Of course it is not only in basketball where Looking For Mr. GOATbar prevails.
In an episode of Law & Order (which might actually be the GOAT when it comes to crime dramas — 456 episodes and it's still going strong!), Jerry Orbach and Jesse L. Martin bickered back and forth about who baseball's best hitter of all-time is/was. At first, the debate was simply between whether Babe Ruth or Hank Aaron was better — but when Orbach persisted in asserting that Ruth was the GOAT, Martin, who is African-American, let Orbach have it with the piercing line that Ruth never faced the best pitchers of his time (which he didn't, because black players, including such pitchers as Satchel Paige, were relegated to the Negro Leagues when Ruth played).

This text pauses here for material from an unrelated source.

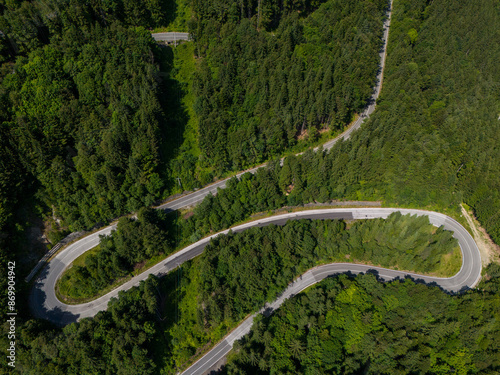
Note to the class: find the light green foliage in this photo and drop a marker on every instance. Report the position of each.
(133, 242)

But politics aside, baseball has evolved: In 1968, the two major leagues combined to hit .236 — the lowest such average ever recorded. Over the last decade, that average has been in the .250s every year. Therefore, stats compiled in 1968 are not directly comparable to stats compiled over the last decade — most notably Bob Gibson's 1.12 ERA in 1968, and Denny McLain's 31-6 record in that same year, when there were 339 shutouts in both leagues combined, and Carl Yastrzemski won the American League batting title at .301, the lowest average for a league batting champion in major league history.
Football offers an even more blatant example: In 1977 — the last year before the Mel Blount rule, aka the "chuck rule," was implemented, NFL teams as a whole actually rushed for more yards than they passed for (143.9 yards rushing per game to 141.9 yards passing per game). In all recent years, however, a 2-1 ratio, give or take, has prevailed in favor of passing yards (in 2020 the respective averages were 118.9 yards rushing per game and 240.2 yards passing per game). In 1977, Buffalo led the league with 180.7 yards passing per game; in 2020, New England averaged 180.6 yards passing per game — and finished 30th! And the NFL as a whole rushed for a truly pathetic 106.5 yards per game in 1999.
Thus the phenomenon known as "grade inflation" in the educational system applies even more emphatically when comparing quarterbacks who played as recently as the early and mid-1970s with quarterbacks playing in today's NFL — and applies in reverse to running backs (although the lengthening of the regular-season schedule from 14 games to 16 games in 1978, and to 17 games starting this season, has somewhat tempered the "grade deflation" at that position).
So when someone asks you who you think is the GOAT in any sport, go all Rhett Butler on them and say, "Frankly, dear, I don't give a damn."